Difference was a key promise that Ed made to Phil Taylor when he approached the organiser of the UK Bespoked Bicycle Show about exhibiting his frames at the April 2014 event. “We were over subscribed at that point”, remembers Phil when I catch him in a break between his own frame-building and organising the 2015 event. “I didn’t even think he had any completed frames at that point but he promised me they would be ‘good, different, and equally importantly ready on time’. Something made me believe him.” Phil also recalls that it wasn’t just Ed’s frames that were different. “We had all these exhibitor’s turning up with massive trucks and all that, and then Ed arrived with a shopping trolley, pushing his hay bales. And at the end of the show, when everyone else just clears off and leaves loads of stuff behind, Ed went home and came back with a vacuum cleaner to tidy up the loose bits of straw. I liked that.”

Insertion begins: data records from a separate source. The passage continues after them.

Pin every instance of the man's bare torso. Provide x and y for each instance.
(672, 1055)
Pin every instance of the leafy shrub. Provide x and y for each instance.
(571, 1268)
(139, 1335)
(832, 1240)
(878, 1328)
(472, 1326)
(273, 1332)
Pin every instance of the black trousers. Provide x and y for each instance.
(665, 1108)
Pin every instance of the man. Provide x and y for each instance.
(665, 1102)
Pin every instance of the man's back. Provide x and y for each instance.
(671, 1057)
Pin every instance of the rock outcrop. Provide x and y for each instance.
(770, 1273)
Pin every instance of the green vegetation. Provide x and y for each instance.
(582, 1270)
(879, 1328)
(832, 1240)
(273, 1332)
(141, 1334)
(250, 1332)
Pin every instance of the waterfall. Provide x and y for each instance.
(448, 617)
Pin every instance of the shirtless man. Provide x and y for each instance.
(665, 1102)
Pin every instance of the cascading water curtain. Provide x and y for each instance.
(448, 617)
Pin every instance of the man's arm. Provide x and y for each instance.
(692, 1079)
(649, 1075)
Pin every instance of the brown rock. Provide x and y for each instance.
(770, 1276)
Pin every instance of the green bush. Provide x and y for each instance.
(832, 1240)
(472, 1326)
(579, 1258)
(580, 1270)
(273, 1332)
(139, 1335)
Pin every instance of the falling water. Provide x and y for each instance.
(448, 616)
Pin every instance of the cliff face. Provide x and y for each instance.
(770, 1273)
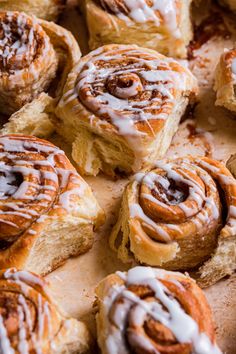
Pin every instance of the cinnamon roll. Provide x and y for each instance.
(45, 9)
(121, 107)
(180, 215)
(231, 4)
(47, 211)
(225, 80)
(35, 59)
(30, 321)
(164, 26)
(231, 164)
(150, 310)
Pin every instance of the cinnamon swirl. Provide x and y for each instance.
(47, 211)
(45, 9)
(231, 164)
(164, 26)
(231, 4)
(30, 322)
(121, 107)
(225, 80)
(180, 215)
(150, 310)
(32, 53)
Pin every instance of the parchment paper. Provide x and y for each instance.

Thoroughness and thoughtfulness are clearly integrals part of Ed’s make-up. The reasoning for working so hard is also very clear in Ed’s mind. He talked at length in our meeting about the bike being an extension of himself and an embodiment of what he believes in. “I think it is related to question ‘To be or not to be?’ If you look from the perspective of the everyday man it seems that ‘we are what we do’. But that is where we are entering a dangerous ground because if we follow the principle of ‘we are what we do’, eventually we become dependent on what we do, because we rely on a daily activity to make us who we are. And without it we feel like we are losing ourselves. But if you look at it from the other perspective and if you establish what makes you who you are, without relying on your everyday activity, then you free yourself from associating yourself with a daily act of one kind. You become free. And that is when it doesn’t really matter what you do and what is your material you are working with. Because at the end of the day, if you are true to yourself and have established the core of what makes you who you are as a human being, anything you do, it will become an extension of yourself. It can be sculpture, painting, architecture or frame building in this case. Material becomes just another way of expressing yourself not versa-visa. So, ‘To be or not to be?’ – to be yourself or to let something else to define who are you?. To have a frame which was defined by a trend and standards OR to embody who you are into a piece, which will always stay true to your heart?”
T-02-1
Heart played a big role in Ed’s next frame. The T-02 ‘Miss Noe’ single speed setup was built for his wife with a small front triangle and lowered top tube to help her stand with both legs on the floor when stopping often in the city. Timber from her first family home was again brought into the frame and an unusual split seat sits atop the integrated seatpost. Ed describes his bikes as ‘spirit built, not custom built’. The frames seek to reflect the inner spiritual character of the rider as well as the outer, physical attributes. It’s a beautifully appealing sentiment and a world away from the stock joke of couples in matching cycling gear riding matching bikes. I don’t know Noe but just by seeing her bike frame I know I would find a engaging, interesting person who I would want to get to know better. It’s not a bad sales pitch. An artist, her presence is felt in each of the tweaked Tsubasa headbadges that are modified for each frame and in the beautifully considered marketing material that they are slowly creating to back the frame designs.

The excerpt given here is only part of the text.